With this in mind, I think it is important that we do build discussion of these big issues into our lessons.  After all, without this exposure and discussion, how are students meant to develop their knowledge and calibrate their morals and ethics?

One issue that I think is hugely important to discuss is domestic and sexual violence.  Abe Nouk’s poem entitled ‘Black Eye‘ offers a way to kick-start this discussion.  Particularly, the poem touches upon the role of bystanders, physical violence, the psychological hold an abuser can have over his victim, the victim’s belief that the abuser will change and the victim’s belief that the actions are somehow her fault.

Another interesting text is Elizabeth Acevedo’s poem entitled ‘Spear‘.  In this text, Acevedo posits the existence of a hypothetical daughter and discusses how she will have to raise that daughter in order to withstand the realities of a world in which “we women must practise how to lose our daughters” to violence and exploitation.

Unaware of these two poems (and realistic about my students’ abilities to appreciate the second), I have broached gender and gendered violence through the study of Craig Silvey’s The Amber Amulet with a junior class.   In that text, domestic violence is implied rather than explicitly discussed.  Nonetheless, I took the opportunity to have a discussion with my students about how experiences were represented and how people could respond.
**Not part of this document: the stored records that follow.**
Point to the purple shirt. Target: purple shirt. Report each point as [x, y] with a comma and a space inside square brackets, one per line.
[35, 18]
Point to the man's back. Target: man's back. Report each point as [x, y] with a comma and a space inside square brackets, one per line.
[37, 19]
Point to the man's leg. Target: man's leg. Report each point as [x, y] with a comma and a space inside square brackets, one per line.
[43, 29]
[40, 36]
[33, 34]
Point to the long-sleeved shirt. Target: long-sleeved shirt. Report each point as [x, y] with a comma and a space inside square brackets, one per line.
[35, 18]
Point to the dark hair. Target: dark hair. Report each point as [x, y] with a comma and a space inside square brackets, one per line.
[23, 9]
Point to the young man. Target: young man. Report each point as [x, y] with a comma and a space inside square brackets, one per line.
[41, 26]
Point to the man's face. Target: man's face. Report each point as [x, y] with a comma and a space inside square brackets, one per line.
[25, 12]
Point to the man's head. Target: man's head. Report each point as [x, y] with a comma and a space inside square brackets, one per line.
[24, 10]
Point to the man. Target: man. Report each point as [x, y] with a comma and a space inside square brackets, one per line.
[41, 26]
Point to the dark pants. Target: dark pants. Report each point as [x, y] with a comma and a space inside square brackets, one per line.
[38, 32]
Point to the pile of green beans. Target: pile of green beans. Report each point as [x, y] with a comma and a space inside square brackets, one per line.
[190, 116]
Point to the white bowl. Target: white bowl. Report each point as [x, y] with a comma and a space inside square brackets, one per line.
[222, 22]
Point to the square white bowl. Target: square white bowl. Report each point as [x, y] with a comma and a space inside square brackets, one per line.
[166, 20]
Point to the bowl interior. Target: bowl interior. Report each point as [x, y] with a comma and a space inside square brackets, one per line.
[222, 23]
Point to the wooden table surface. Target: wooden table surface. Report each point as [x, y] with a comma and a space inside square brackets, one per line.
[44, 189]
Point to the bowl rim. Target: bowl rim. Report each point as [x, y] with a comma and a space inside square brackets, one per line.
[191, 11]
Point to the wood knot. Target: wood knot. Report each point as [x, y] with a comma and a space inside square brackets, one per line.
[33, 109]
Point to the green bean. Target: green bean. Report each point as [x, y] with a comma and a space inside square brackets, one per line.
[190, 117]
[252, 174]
Yet another option for exploring issues of social significance is through the examination of public service announcements.  One example of this is CARE Norway’s ‘Not All Men Are Men‘ campaign.  Here, the message is that men who hit women are not really men.  This is cleverly captured by re-labelling each man as the item of furniture which the abused women have lied about bumping into.

‘Real Men’

10 Jan

I have written previously about poetry and gender, with a particular emphasis on the way in which poets construct representations of masculinity and femininity.  Harry Baker’s spoken word poem ‘Real Men‘ would be a great addition to my existing list of poems that engage with gender.  It would be a particularly interesting poem to study alongside Tupac’s ‘Dear Mama’ and Amir Sulaiman’s ‘She Said’ (see here) as it directly engages with perceptions and realities of masculinity.

The poem is also interesting as it uses distinctively gendered language.  In this sense, it could be viewed as a companion piece to the ‘Like a Girl‘ commercial/PSA.